И бушевал так, что у него глаза лезли из орбит.
— А вы чего, Фёдор, заходили?
— Вы не знаете, какие у нас ходи? Зима идёт, а я босой-пребосой, так дайте мне два лева наперёд, отработаю.
— А вы ещё годны работать? Ваша работа уже скончилась, Фёдор.
— Пусть бы я и не работал, лишь бы кто дал поесть даром.
— Это нет! Сегодня даром нет еды, сегодня и за работу не стоит давать есть, такая работа!
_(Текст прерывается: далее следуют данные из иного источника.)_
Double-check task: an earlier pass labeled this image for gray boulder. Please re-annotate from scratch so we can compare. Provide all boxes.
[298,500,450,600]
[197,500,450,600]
А я же вам говорил: наймите у меня девку, имели бы теперь свои деньги.
— Так ведь не захотела и пошла к двору.
— Ведь, конечно, кто не хочет работать, тот и прётся ко двору, потому что хоть есть немного, но можно валяться. Бедный люд такой пошёл, что лишь бы раз в день поесть, да чтобы ничего не делать, вот тогда рай! Как работают, так и живут, так им бог благословит. Сегодня хоть в узел свернись, чтобы что-то иметь... Ладно, эти два лева я вам ещё дам, буду с вами вместе работать, может, как-нибудь отработаете, но больше не приходите и не надейтесь, потому что не дам. Сами видите, что ваша работа ни за что.
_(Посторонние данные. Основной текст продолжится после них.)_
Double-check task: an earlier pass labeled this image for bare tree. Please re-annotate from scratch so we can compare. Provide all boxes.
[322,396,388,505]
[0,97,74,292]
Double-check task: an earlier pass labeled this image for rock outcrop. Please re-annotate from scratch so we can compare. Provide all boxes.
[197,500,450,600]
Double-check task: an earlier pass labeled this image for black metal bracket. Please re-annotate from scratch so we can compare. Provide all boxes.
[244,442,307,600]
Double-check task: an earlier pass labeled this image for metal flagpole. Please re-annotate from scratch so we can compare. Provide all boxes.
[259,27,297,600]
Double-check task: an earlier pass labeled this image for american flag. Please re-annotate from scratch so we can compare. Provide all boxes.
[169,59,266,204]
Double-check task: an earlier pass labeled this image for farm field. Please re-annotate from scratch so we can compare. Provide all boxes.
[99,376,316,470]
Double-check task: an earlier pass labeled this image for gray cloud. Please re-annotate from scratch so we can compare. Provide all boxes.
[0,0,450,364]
— А я, Андрийку, должен к людям тулиться, а куда же мне податься?!
— Девайтесь, где хотите, а среди хозяев вы уже негодны. Ищите себе службы у жида или у пана — там работа легче.
— Хорошо же вы мне советуете! Как это — я силу возле вас оставил, а на старость пойду жидам воду носить?
— Даром-сти мне не работали.
— Ну, бывайте здоровы.
И Фёдор вышел из хаты.
— Ну и нищие всё бы забрали! Такое оно кашлявое да заслинённое, что цеп в руках удержать не может, да ещё важничает! Иди ты к чёрту, думает, что я деньги кую или краду!
Фёдор шаркал к своей хатке и всё шептал:
— А куда ж, Андрийку, я силу дел? То ли я её протанцевал, то ли пропил? Ведь вся она осела у тебя, на твоём дворе. А куда ж, Андрийку, я силу пустил?
В хате снял сапоги да лёг на постель. Лежал до самого вечера и без ужина заснул. Но ещё куры не пропели, как он вскочил, грохнулся боками об доски, снова лёг и снова вскочил. В маленькое окошко на него смотрела осенняя ночь. Да то уже была не ночь, а чёрная тоска, что голосила по углам хаты и глядела на него сероватым, немилосердным глазом. Она так его стиснула, что он не мог пошевелиться, и показывала ему словно картинки на оконце, словно призраки в воздухе.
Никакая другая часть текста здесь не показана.